Imagination Station- Move Over

Or take a quick minute, go meet your child at the imagination station. Yes, that means you will have to use your imagination just a bit. Take a minute to imagine with your child about what you will play tomorrow. Will you be pirates sailing the high seas or a princess?

This works great anytime you want to distract your child from evolving into “Tantrum Toddler” and gives them time to stay in a comfortable place while you come up with a game plan.

Play Ball

So, by now, you know that “Toddler Tantrum” shows no mercy! Kool-Aid on the carpet because your dog was thirsty, toothpaste on the couch to hold the army man on the cliff, markers on the wall to draw an amp for Dora, toys stuck in the toilet as you hear “Submarine launch!” So as much as you want to yell “NO!”, “STOP IT!” or “QUIT IT!” Take a deep breath and offer a related option- granted, it may take some creativity. But offer an alternative activity. For example- Fill the bathtub or large bowl for the submarine launch, leave blank paper out for drawing maps, tell the army that the tub is a great place to hang out on the walls, or how the dog just has to have Kool-Aid in a bowl.

Toy Story

Toys, my friend, can help with just about any pre “Toddler Tantrum” mitigation measure. Kids are usually immersed in play and do not want to stop. So when it is time to eat dinner, take a bath, get ready for school, or any activity that interrupts play, children often get upset. So ask what toys they want to take along. You can even ask what they are playing and carry the game into the activity that interrupts play. Toddler Tantrum avoided

Look What I can do

This one is probably one of my favorites. He won’t come to the sink to brush his teeth before bed. Remember- how independent toddlers want to be? Toddler Tantrum would not want you picking her up and making her brush her teeth.

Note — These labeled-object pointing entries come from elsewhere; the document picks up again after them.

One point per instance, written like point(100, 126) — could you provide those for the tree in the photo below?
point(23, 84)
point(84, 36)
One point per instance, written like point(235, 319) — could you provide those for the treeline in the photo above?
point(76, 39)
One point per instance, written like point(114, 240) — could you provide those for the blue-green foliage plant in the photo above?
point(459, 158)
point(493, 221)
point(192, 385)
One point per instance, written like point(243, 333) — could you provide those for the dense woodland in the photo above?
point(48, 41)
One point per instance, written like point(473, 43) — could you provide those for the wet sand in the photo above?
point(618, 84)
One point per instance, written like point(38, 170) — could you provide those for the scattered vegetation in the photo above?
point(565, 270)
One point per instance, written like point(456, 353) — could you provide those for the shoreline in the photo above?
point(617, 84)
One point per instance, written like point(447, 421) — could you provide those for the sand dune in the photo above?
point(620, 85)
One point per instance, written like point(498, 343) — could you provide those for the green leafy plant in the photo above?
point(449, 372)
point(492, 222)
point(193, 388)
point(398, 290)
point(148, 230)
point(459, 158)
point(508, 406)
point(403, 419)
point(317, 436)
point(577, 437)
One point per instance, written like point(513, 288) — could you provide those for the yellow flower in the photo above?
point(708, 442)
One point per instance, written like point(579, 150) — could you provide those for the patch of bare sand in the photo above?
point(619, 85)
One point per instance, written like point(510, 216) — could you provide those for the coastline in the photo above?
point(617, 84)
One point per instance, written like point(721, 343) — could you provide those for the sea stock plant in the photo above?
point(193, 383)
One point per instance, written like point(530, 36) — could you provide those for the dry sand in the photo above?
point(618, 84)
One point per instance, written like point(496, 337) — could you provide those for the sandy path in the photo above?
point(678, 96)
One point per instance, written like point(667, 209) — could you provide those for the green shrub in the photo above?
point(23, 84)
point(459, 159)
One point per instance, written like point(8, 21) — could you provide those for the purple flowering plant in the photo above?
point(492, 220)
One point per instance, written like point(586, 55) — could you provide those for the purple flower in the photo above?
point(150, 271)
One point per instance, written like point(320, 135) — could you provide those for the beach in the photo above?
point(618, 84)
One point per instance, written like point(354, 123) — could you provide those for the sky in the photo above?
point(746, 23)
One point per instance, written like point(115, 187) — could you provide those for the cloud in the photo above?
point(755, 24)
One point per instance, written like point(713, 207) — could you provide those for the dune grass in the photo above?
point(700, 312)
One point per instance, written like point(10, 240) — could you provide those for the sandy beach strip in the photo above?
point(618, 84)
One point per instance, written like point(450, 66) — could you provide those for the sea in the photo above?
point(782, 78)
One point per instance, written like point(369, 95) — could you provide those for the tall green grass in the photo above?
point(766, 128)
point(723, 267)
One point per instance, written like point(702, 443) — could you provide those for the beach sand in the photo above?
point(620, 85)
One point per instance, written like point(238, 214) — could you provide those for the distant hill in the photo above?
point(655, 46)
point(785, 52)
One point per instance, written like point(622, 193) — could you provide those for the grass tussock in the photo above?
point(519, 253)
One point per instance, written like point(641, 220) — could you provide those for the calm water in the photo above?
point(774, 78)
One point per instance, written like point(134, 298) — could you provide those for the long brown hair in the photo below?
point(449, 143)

Tell her she can either walk to the sink by herself or you’ll carry her to the sink. Remember – not letting him do it himself is a punishment all its own. Give her a chance to comply; if that doesn’t work, then do the old counting trick, warning her of the consequences. Warn again before three, and if it’s still no go, then just calmly do what you said you would. On a good day, thank her for listening when she cringes before the prospect of not doing something all by herself.

What’s Next

Want to leave the playground without setting off the next attack of Tantrum Toddler? Start prior to letting your child know you are leaving. Find or think of favorable circumstances that will help in your movement from eh park to home. This allows you to focus your child on what is next. Maybe there is a dog nearby that the kids would want to say hi to or see if they could pet or talk about the fun activity you will do at home. Can the game your child is playing be played at home, is there be yummy pasta or ice cream? Really talk up the next activity, but be sure you follow up on it. Don’t give Tantrum Toddler and opportunity to resurface!